October 18, 2013

By Josie Huang, KPCC ||

A special legislative committee is crisscrossing the state over the next six months, taking Californians’ temperature on race relations and human rights, with plans to develop bills around the feedback its gets.

“It’s all about making sure there is legislation in place to protect the most vulnerable, and those that are being targeted and bullied because of their race, culture, creed and religion,” Assemblymember Isadore Hall (D-Compton) told KPCC.

Hall was appointed in February to chair the Select Committee on Human Rights, Diversity and Race Relations by Assembly Speaker John A. Pérez (D-Los Angeles).

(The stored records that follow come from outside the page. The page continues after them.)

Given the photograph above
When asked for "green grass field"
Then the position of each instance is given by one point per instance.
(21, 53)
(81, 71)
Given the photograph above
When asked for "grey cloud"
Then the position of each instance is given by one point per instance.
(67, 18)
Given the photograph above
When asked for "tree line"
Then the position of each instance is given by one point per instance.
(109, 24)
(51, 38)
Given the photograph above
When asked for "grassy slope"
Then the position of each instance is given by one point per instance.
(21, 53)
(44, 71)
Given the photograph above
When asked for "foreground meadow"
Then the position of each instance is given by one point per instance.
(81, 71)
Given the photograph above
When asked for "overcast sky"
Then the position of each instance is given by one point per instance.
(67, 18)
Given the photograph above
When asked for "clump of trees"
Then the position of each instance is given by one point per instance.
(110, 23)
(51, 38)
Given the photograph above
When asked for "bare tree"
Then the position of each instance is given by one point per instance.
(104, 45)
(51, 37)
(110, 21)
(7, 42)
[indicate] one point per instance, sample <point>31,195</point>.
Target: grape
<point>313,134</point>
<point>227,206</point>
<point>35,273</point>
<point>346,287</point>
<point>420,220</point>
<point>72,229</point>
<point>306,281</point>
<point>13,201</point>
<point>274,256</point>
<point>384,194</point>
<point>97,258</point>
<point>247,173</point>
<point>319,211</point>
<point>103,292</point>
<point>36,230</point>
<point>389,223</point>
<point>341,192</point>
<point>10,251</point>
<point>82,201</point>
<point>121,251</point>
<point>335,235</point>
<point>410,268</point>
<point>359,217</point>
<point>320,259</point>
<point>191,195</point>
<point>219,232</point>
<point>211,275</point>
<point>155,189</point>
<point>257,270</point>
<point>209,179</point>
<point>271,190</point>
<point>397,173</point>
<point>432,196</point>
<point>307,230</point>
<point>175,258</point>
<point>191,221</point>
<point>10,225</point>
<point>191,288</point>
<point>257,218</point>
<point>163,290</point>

Hall said the committee was formed after two Latino gang members from Compton attacked four African-Americans on New Year’s Eve.  The gang members pleaded guilty Thursday to committing federal hate crimes.

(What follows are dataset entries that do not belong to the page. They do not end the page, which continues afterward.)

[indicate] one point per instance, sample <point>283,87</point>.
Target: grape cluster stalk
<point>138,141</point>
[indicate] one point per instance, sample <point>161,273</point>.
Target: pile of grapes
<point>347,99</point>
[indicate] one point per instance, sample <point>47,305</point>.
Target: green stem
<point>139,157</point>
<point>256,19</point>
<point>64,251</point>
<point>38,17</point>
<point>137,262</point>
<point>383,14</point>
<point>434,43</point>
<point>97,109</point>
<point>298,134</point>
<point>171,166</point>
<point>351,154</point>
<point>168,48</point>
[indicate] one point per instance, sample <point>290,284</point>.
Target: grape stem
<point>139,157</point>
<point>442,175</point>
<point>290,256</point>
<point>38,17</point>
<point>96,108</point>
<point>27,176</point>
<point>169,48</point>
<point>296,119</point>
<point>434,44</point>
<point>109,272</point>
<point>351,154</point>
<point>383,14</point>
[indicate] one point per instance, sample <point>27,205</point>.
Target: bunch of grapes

The first of the committee’s hearings was held Thursday afternoon in Carson at California State University, Dominguez Hills. Hall told an audience of community leaders that tensions between African-Americans and Latinos have spilled over from city streets to school yards.

“We’re having more fights, black-on-brown and brown-on-black fights in our schools because we don’t have the diversity, the culture sensitivity that’s necessary,” Hall said.

Hall says legislation to promote tolerance in California schools may come out of the hearings – about a half dozen more are planned.

Panelists at Thursday’s hearing represented organizations including the California Department of Justice, the Los Angeles Urban League, the Mexican American Legal Defense and Education Fund, Asian Americans Advancing Justice, the Council on American Islamic Relations (CAIR), the Sikh Coalition and Equality California.